Application of Mice Humanized for CYP2D6 to the Study of Tamoxifen Metabolism and Drug–Drug Interaction with Antidepressants

Tamoxifen is an estrogen receptor antagonist used in the treatment of breast cancer. It is a prodrug that is converted by several cytochrome P450 enzymes to a primary metabolite, N-desmethyltamoxifen (NDT), which is then further modified by CYP2D6 to a pharmacologically potent secondary metabolite, 4-hydroxy-N-desmethyltamoxifen (endoxifen). Antidepressants (ADs), which are often coprescribed to patients receiving tamoxifen, are also metabolized by CYP2D6 and evidence suggests that a drug–drug interaction between these agents adversely affects the outcome of tamoxifen therapy by inhibiting endoxifen formation.

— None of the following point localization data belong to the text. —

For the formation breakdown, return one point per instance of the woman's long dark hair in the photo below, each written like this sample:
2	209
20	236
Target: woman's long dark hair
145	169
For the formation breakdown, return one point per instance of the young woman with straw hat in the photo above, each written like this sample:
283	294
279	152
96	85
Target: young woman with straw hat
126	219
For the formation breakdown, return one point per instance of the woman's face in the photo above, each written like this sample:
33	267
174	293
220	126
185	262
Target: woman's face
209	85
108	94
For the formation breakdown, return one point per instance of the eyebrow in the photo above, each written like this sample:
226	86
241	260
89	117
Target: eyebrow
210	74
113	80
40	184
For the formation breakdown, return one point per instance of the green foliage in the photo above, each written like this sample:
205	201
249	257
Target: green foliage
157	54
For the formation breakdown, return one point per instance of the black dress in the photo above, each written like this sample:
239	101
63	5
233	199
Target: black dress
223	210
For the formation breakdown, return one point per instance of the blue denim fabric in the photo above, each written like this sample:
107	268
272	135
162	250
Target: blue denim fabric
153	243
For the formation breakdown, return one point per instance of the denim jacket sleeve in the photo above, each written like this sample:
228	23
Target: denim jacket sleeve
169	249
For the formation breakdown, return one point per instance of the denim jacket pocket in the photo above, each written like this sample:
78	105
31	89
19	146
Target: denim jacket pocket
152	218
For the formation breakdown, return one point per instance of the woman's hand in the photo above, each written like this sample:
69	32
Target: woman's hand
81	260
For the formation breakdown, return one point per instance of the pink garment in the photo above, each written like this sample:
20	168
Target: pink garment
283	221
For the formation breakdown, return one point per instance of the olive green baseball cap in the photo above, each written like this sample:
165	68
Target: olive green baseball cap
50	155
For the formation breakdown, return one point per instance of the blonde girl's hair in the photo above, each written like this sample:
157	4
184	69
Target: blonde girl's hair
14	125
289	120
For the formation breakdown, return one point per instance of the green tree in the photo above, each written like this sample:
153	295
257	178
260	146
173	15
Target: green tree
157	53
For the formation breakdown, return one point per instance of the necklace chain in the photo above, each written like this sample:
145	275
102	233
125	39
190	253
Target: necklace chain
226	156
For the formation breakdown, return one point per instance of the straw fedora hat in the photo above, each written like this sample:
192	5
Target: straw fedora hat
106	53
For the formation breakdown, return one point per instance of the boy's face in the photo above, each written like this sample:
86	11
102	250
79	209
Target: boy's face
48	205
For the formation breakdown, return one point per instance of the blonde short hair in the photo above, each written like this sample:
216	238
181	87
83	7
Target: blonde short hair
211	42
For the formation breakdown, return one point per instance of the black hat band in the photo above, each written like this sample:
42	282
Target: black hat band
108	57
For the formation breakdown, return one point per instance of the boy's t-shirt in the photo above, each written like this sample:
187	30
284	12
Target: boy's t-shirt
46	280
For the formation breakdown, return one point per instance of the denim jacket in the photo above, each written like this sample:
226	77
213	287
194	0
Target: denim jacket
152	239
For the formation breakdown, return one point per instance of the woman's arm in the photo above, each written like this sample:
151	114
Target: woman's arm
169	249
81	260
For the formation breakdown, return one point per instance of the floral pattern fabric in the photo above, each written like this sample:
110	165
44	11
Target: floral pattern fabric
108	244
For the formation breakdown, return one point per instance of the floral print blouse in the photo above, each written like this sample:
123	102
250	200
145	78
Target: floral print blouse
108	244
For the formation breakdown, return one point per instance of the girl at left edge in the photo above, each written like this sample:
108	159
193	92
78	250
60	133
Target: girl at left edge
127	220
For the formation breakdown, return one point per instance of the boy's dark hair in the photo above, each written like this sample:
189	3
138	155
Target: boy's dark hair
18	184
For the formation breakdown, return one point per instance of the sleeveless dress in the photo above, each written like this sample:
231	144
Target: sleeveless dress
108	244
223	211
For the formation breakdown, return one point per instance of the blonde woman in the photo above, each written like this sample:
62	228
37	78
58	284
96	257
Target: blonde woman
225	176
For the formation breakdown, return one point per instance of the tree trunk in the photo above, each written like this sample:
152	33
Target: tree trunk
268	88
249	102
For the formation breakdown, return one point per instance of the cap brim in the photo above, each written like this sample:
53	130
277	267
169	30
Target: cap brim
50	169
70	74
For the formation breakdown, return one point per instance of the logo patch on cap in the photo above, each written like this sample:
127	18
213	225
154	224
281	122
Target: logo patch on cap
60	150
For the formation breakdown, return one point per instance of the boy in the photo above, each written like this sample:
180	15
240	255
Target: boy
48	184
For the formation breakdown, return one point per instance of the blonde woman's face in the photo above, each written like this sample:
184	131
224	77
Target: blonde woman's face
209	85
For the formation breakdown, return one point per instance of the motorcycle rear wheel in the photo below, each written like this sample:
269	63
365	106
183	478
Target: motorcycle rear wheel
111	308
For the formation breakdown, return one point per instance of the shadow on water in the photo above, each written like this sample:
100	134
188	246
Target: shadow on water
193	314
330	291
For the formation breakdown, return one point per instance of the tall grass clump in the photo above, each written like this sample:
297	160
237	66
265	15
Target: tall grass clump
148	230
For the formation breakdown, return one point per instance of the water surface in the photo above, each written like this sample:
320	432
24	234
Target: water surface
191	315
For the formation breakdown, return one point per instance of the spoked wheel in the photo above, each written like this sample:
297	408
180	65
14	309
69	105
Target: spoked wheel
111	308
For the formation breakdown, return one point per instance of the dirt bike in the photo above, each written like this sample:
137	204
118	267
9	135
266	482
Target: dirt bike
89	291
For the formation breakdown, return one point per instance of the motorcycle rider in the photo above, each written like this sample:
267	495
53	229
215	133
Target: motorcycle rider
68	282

We evaluated this potentially important drug–drug interaction in vivo in mice humanized for CYP2D6 (hCYP2D6). The rate of conversion of NDT to endoxifen by hCYP2D6 mouse liver microsomes (MLMs) in vitro was similar to that of the most active members of a panel of 13 individual human liver microsomes. Coincubation with quinidine, a CYP2D6 inhibitor, ablated endoxifen generation by hCYP2D6 MLMs. The NDT-hydroxylation activity of wild-type MLMs was 7.4 times higher than that of hCYP2D6, whereas MLMs from Cyp2d knockout animals were inactive. Hydroxylation of NDT correlated with that of bufuralol, a CYP2D6 probe substrate, in the human liver microsome panel. In vitro, ADs of the selective serotonin reuptake inhibitor class were, by an order of magnitude, more potent inhibitors of NDT hydroxylation by hCYP2D6 MLMs than were compounds of the tricyclic class. At a clinically relevant dose, paroxetine pretreatment inhibited the generation of endoxifen from NDT in hCYP2D6 mice in vivo. These data demonstrate the potential of ADs to affect endoxifen generation and, thereby, the outcome of tamoxifen therapy.